Now the cycle is repeating itself, but stronger this time because of social media and because I keep telling myself I do not have time.
A friend and I were talking about my dreams, he asked about the timeline I set to achieve them and I said, ‘before thirty’. He screamed, and for a fleeting moment, I thought it was because he didn’t have as much faith in my abilities as I did.
It was not until much later I realised that may have been the case, but it may also have been because he didn’t have as much delusion in my abilities as I did.
Delusion, because you don’t have the right to call it faith when you’re pressuring yourself to succeed because you see others succeeding.
Also delusion because you don’t have the right to call it faith when you want something larger than life but live in a series of unplanned days and naps. This isn’t what we’re talking about though.

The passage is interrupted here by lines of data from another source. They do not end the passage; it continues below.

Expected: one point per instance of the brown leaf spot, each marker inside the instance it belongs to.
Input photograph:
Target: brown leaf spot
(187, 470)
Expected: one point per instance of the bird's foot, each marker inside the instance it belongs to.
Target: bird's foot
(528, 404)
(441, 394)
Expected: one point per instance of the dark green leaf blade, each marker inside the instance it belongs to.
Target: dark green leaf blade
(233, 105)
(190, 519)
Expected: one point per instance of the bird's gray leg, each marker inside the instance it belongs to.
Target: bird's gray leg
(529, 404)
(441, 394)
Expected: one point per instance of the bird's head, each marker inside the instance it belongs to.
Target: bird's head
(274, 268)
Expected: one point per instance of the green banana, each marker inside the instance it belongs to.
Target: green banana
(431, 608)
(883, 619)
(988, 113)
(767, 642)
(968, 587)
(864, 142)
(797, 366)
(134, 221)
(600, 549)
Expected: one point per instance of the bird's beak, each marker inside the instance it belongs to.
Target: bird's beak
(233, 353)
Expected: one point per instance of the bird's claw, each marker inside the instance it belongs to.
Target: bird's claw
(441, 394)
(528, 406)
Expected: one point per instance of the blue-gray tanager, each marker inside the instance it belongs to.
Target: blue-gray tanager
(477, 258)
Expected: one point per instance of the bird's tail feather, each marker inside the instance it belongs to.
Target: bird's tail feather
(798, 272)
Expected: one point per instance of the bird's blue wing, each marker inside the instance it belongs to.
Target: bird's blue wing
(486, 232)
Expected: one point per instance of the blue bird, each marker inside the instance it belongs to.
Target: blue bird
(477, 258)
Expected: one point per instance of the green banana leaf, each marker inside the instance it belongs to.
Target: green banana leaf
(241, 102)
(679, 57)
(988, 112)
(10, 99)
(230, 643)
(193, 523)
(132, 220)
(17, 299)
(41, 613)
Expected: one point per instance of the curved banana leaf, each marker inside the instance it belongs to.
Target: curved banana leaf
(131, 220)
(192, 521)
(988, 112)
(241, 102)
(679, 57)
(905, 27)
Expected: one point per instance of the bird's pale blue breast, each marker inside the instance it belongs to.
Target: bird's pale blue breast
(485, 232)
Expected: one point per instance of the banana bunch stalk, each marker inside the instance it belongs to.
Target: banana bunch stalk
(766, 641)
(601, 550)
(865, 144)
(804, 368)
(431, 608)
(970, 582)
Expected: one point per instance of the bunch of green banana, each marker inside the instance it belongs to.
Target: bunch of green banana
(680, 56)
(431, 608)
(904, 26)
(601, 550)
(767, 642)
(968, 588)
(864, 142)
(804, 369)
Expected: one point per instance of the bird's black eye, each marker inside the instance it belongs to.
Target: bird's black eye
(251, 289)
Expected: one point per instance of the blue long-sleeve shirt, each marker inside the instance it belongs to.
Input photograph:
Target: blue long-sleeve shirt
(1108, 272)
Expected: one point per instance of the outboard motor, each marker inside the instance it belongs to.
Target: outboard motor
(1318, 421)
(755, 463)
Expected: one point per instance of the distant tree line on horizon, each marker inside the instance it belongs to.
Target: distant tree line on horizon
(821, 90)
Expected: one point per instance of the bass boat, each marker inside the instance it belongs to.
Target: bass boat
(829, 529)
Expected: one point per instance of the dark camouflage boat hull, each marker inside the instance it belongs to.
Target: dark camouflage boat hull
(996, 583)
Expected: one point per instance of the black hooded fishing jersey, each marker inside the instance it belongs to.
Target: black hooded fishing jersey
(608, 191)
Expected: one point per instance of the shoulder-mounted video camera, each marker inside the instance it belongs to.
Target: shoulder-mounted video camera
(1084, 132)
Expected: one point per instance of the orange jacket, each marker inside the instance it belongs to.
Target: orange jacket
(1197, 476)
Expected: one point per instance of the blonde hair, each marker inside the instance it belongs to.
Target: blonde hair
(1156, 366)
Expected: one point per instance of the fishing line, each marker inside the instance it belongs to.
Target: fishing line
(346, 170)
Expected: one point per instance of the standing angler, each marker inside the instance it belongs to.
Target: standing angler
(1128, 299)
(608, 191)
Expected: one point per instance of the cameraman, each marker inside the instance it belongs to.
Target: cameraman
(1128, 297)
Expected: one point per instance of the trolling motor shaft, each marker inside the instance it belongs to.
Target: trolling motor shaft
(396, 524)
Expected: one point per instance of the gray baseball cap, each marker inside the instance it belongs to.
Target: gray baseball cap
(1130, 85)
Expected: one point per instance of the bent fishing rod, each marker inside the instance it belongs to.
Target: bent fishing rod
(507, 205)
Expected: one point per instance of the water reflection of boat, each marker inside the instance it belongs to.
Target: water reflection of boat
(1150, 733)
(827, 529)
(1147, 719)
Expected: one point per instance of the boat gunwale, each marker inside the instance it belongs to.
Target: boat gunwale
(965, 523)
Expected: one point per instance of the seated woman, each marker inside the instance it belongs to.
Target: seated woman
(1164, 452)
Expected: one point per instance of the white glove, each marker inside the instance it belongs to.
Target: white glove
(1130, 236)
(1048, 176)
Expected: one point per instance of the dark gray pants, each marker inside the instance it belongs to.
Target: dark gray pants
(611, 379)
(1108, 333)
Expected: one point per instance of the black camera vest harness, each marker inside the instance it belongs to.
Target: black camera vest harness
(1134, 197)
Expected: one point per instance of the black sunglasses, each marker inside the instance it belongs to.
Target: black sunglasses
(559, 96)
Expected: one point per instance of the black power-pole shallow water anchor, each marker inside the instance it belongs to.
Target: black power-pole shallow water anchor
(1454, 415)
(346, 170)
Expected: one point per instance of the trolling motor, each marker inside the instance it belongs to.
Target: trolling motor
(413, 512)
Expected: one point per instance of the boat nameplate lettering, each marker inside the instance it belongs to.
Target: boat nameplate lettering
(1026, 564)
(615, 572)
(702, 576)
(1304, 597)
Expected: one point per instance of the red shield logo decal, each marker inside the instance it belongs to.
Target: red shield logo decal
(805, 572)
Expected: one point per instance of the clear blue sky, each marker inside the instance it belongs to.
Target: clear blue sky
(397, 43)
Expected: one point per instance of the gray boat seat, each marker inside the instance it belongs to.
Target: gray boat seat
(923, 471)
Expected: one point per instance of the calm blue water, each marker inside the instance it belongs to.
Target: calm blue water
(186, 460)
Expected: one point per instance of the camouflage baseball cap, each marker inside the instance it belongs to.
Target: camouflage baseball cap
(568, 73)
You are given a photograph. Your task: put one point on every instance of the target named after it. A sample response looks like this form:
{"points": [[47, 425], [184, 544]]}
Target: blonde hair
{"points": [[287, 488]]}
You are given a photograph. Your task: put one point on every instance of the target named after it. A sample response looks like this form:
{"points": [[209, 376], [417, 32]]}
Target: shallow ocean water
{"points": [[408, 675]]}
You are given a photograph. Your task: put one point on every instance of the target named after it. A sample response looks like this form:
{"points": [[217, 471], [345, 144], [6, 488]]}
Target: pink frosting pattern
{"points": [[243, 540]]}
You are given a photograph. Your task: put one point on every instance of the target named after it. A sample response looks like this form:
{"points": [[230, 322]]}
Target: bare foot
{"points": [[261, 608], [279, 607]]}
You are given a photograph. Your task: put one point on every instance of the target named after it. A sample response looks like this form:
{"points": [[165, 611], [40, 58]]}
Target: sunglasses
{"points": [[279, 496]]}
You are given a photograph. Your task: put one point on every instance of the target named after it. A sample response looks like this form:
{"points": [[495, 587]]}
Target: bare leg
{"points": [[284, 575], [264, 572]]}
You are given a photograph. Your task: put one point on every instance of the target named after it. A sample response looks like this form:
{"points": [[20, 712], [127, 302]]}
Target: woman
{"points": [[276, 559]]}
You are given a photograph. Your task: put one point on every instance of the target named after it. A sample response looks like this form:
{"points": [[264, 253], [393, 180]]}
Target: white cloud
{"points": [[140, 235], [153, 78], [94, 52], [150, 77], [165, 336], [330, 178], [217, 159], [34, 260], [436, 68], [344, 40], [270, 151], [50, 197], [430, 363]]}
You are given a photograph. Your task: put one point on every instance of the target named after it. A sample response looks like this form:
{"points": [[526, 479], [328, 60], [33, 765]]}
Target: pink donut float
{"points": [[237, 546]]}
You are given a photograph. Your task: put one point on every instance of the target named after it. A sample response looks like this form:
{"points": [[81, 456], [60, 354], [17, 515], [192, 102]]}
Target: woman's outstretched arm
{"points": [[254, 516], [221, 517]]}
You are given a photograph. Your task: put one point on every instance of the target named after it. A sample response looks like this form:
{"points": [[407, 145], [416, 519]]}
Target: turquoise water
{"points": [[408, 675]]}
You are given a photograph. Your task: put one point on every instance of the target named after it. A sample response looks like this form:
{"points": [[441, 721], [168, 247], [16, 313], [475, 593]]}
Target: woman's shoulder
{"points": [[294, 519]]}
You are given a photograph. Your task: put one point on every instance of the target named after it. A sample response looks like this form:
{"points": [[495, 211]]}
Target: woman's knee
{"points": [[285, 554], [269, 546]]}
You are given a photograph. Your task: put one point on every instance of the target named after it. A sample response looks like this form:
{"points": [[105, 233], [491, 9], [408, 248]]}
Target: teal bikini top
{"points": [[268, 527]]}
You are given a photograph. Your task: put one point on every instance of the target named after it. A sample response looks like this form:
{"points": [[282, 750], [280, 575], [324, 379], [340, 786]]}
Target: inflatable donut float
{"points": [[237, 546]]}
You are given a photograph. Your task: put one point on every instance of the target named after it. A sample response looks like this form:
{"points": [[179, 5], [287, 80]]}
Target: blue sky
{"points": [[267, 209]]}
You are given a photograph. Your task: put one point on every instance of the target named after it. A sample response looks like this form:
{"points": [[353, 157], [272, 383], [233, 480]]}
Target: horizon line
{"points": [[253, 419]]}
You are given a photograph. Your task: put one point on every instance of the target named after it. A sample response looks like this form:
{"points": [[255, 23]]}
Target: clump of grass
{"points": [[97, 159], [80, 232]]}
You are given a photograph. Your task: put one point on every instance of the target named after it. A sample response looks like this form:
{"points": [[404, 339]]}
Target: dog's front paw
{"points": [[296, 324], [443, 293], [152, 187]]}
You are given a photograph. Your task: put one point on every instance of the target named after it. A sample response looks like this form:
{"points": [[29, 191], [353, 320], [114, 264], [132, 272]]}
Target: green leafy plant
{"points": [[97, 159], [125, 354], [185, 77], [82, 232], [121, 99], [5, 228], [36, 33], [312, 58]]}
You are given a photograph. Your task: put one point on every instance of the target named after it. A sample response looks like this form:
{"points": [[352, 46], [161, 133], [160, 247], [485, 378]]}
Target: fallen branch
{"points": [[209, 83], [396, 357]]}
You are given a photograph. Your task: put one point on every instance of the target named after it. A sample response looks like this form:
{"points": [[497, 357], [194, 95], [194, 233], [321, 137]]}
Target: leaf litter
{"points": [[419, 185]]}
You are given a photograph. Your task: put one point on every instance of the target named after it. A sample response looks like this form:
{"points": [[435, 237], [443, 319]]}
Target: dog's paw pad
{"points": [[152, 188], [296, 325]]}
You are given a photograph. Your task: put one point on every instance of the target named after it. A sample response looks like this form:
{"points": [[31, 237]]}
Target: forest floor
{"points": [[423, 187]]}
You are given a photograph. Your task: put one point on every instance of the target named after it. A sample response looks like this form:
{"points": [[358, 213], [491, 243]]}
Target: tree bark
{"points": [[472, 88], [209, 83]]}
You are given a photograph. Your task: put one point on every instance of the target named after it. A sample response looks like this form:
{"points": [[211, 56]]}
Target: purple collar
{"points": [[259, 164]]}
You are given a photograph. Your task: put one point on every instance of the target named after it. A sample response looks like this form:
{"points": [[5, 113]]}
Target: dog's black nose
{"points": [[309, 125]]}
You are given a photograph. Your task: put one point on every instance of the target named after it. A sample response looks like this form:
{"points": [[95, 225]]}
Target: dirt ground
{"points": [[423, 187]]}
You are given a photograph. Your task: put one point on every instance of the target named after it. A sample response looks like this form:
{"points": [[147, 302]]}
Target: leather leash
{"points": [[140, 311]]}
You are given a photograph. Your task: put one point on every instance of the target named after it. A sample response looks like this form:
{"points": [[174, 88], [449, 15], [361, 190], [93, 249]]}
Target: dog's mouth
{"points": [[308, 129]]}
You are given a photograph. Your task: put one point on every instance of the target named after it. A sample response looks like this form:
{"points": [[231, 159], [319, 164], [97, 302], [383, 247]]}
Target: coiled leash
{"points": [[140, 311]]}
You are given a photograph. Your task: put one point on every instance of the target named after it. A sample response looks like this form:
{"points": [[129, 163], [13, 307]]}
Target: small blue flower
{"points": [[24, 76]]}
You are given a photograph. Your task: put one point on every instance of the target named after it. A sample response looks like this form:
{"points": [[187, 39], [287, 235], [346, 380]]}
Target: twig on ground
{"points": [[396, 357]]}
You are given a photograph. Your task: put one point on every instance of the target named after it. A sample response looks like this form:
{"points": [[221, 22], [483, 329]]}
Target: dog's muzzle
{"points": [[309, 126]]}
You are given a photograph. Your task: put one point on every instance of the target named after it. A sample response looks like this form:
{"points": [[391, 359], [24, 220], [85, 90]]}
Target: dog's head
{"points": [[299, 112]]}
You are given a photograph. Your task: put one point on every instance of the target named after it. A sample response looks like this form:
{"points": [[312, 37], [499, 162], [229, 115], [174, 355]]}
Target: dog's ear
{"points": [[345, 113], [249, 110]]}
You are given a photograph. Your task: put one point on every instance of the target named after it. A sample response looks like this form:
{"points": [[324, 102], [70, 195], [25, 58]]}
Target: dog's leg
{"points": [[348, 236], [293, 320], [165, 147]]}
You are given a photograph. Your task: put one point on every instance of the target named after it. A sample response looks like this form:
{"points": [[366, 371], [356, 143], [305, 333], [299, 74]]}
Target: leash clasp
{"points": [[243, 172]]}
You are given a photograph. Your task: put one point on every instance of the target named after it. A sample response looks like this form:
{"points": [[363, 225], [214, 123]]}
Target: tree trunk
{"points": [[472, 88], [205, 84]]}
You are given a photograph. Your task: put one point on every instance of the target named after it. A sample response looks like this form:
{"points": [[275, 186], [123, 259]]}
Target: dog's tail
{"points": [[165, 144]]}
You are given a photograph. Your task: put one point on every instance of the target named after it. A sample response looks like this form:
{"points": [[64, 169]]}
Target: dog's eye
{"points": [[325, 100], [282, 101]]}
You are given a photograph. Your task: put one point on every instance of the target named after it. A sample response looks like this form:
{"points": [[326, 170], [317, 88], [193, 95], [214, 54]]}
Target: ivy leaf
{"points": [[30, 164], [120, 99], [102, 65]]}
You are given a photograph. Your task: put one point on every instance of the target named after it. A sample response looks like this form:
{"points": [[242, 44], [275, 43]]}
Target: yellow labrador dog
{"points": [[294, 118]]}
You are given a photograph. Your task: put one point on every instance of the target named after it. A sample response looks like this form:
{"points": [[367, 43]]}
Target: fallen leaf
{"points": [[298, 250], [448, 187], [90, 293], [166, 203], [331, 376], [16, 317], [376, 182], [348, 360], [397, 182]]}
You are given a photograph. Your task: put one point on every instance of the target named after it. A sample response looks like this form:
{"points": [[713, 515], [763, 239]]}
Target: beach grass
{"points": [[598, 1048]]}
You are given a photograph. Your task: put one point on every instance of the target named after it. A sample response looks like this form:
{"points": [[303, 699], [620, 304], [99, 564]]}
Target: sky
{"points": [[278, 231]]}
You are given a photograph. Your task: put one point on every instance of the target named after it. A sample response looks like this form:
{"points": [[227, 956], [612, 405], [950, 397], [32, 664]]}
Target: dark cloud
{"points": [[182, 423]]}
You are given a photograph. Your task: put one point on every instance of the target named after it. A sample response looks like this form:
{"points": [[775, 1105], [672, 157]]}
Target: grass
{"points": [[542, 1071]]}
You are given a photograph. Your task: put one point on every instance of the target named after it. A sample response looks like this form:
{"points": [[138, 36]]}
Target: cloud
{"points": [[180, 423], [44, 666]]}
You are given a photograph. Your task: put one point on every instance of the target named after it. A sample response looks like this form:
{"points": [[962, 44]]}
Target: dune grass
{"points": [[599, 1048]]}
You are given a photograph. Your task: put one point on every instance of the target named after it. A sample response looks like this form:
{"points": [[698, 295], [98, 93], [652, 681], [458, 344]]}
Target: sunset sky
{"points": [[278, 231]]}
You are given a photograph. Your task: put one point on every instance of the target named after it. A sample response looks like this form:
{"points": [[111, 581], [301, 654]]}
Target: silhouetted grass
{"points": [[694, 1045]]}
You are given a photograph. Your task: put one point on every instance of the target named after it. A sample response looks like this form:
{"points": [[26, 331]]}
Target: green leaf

We’re talking about the pressure to make something of myself as soon as possible. It’s everywhere, you know, and there’s a thin line between working for your future and working like you’ve been told you have no future.
I keep thinking I’m working for my future when my actions are driven by a fear akin to that you’d get if you were told you only had this year to succeed. I don’t do the things I need to do: get up early, get in sweet hours of deep work, exercise to exorcise this belly fat, learn something every day, show up like this blog is an actual job (because it is), talk to family and friends, touch grass.
What I do is wake up after days of binge-watching YouTube videos telling me to do just this, watch one video about a 20-something year-old who is gettin’ the bag and looks like they have their life all figured out and enter into panic mode, scrambling to write something, hating myself for wasting time and counting the years I’ve ‘lost’ doing nothing.
This is a reflection post. And I’m leaving this here to help you if this is you right now.
Dear 20-something, life doesn’t end at 30. Unless you work yourself like a donkey and end up burnt out and sick by 30, then yes, life will end at 30.
Slow down.
You can have it all, best believe, but not all at once. What in the world would you be doing with the rest of your time on earth if you suddenly have the very thing you’ve built your life around pursuing?
And if you, like me, tend to think you’ve been wasting your years because you cannot point to any grand material or career success before now, here’s a nugget from my father that I only turn to when I’m forced to be introspective: ‘Even while you have goals you are looking to achieve, be happy where you are at right now. That’s the only way to ensure you’ll be happy when you finally achieve your goal.’
Because, let’s be honest, the more you get, the more you want, and if you never stop to smell the roses where you are, you’ll keep chasing happiness in the form of goals and look back when on your deathbed to realise you never really lived.
Here’s to hoping we actually listen and practice this.
Have an amazing week where you are happy and present!